Claude Managed Agents¶
Hosted agent platform from Anthropic. You define agent config (model, prompt, tools), Anthropic runs it in managed cloud containers with built-in code execution, web access, file I/O, and event streaming. No Docker, no orchestration code, no tool execution layer.
Key difference from Messages API: Messages API gives direct model access (you build everything). Managed Agents gives a complete agent platform (containers, tools, persistence, fault recovery included).
Four Core Concepts¶
| Concept | What it is | Lifecycle |
|---|---|---|
| Agent | Versioned config: model + system prompt + tools + MCP servers | Create once, reference by ID |
| Environment | Container template: OS packages, network rules, language runtimes | Reusable across sessions |
| Session | Running agent instance inside an environment | Holds conversation history, filesystem, status |
| Events | SSE stream between your app and the agent | User messages in, agent responses + tool calls out |
Quick Start¶
# Install CLI
brew install anthropics/tap/ant # macOS
# or curl from GitHub releases for Linux
# Install SDK
pip install anthropic # Python
npm install @anthropic-ai/sdk # TypeScript
export ANTHROPIC_API_KEY="your-key"
Create Agent + Environment + Session¶
from anthropic import Anthropic
client = Anthropic()
# 1. Agent config
agent = client.beta.agents.create(
name="Coding Assistant",
model="claude-sonnet-4-6",
system="You are a helpful coding assistant. Write clean, well-documented code.",
tools=[{"type": "agent_toolset_20260401"}],
)
# 2. Container template
environment = client.beta.environments.create(
name="dev-env",
config={
"type": "cloud",
"networking": {"type": "unrestricted"},
"packages": {"pip": ["pandas", "numpy"]}, # optional
},
)
# 3. Start session
session = client.beta.sessions.create(
agent=agent.id,
environment_id=environment.id,
title="My first session",
)
# 4. Send task and stream results
with client.beta.sessions.events.stream(session.id) as stream:
client.beta.sessions.events.send(
session.id,
events=[{
"type": "user.message",
"content": [{"type": "text", "text": "Create a Fibonacci script"}],
}],
)
for event in stream:
match event.type:
case "agent.message":
for block in event.content:
print(block.text, end="")
case "agent.tool_use":
print(f"\n[Tool: {event.name}]")
case "session.status_idle":
print("\n\nDone.")
break
Built-in Tools¶
agent_toolset_20260401 includes all tools:
| Tool | Description |
|---|---|
bash | Shell commands in container |
read | Read files |
write | Write files |
edit | String replacement in files |
glob | File pattern matching |
grep | Regex search |
web_fetch | Download URL content |
web_search | Internet search |
Selective Tool Configuration¶
# Disable specific tools
{"type": "agent_toolset_20260401",
"configs": [
{"name": "web_fetch", "enabled": False},
{"name": "web_search", "enabled": False},
]}
# Enable only specific tools (everything else disabled)

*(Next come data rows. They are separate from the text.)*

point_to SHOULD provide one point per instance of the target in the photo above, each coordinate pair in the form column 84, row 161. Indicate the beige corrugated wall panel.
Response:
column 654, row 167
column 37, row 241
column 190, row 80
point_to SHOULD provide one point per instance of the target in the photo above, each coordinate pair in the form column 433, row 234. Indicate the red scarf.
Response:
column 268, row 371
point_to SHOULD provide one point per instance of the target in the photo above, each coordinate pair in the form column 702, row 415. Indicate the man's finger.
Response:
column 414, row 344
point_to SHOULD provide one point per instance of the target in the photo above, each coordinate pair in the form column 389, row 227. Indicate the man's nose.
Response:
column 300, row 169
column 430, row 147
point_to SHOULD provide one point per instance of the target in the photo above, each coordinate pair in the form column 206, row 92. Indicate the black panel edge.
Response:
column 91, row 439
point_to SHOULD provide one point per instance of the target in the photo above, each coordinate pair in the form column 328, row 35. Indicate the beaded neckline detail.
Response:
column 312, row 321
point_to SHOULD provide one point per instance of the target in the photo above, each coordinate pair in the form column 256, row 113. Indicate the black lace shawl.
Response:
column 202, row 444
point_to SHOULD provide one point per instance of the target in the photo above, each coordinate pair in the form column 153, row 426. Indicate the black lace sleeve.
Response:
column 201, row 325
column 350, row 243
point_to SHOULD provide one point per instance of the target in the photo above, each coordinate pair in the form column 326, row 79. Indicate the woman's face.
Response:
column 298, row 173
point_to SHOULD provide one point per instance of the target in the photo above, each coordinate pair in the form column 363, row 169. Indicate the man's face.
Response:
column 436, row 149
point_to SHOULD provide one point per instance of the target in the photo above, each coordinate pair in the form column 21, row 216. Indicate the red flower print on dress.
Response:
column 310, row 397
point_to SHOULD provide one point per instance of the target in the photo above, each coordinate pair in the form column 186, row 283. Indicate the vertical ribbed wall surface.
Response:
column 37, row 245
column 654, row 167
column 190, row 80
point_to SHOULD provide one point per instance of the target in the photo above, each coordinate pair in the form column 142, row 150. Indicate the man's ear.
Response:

{"type": "agent_toolset_20260401",
"default_config": {"enabled": False},
"configs": [
{"name": "bash", "enabled": True},
{"name": "read", "enabled": True},
]}
Custom Tools¶
agent = client.beta.agents.create(
tools=[
{"type": "agent_toolset_20260401"},
{
"type": "custom",
"name": "get_weather",
"description": "Get current weather for a location",
"input_schema": {
"type": "object",
"properties": {"location": {"type": "string"}},
"required": ["location"],
},
},
],
)
Custom tool best practices: 3-4 sentence descriptions (what, when, limitations). Group related operations under one tool with action parameter. Use namespace prefixes (db_query, storage_read). Return only essential data.
Permission System¶
Two modes, combinable per-tool:
| Mode | Behavior | Use case |
|---|---|---|
always_allow | Auto-execute | Trusted internal agents |
always_ask | Pause for approval | User-facing agents |
MCP tools default to always_ask. This is more production-ready than LangGraph/CrewAI/AutoGen - none offer per-tool permissions out of the box.
Usage Patterns¶
| Pattern | Description | Example |
|---|---|---|
| Event-triggered | External system fires agent | Sentry: bug detected -> agent writes patch -> opens PR |
| Scheduled | Cron-style | Daily GitHub digest, team task summary |
| Fire-and-forget | Human submits task, gets result | Asana AI Teammates |
| Long-horizon | Hours of work, persistent state | Research projects, large codebase migrations |
CLI + SDK pattern: agent templates as YAML in git (model, prompt, tools, MCP). CLI deploys via CI pipeline. SDK manages sessions at runtime.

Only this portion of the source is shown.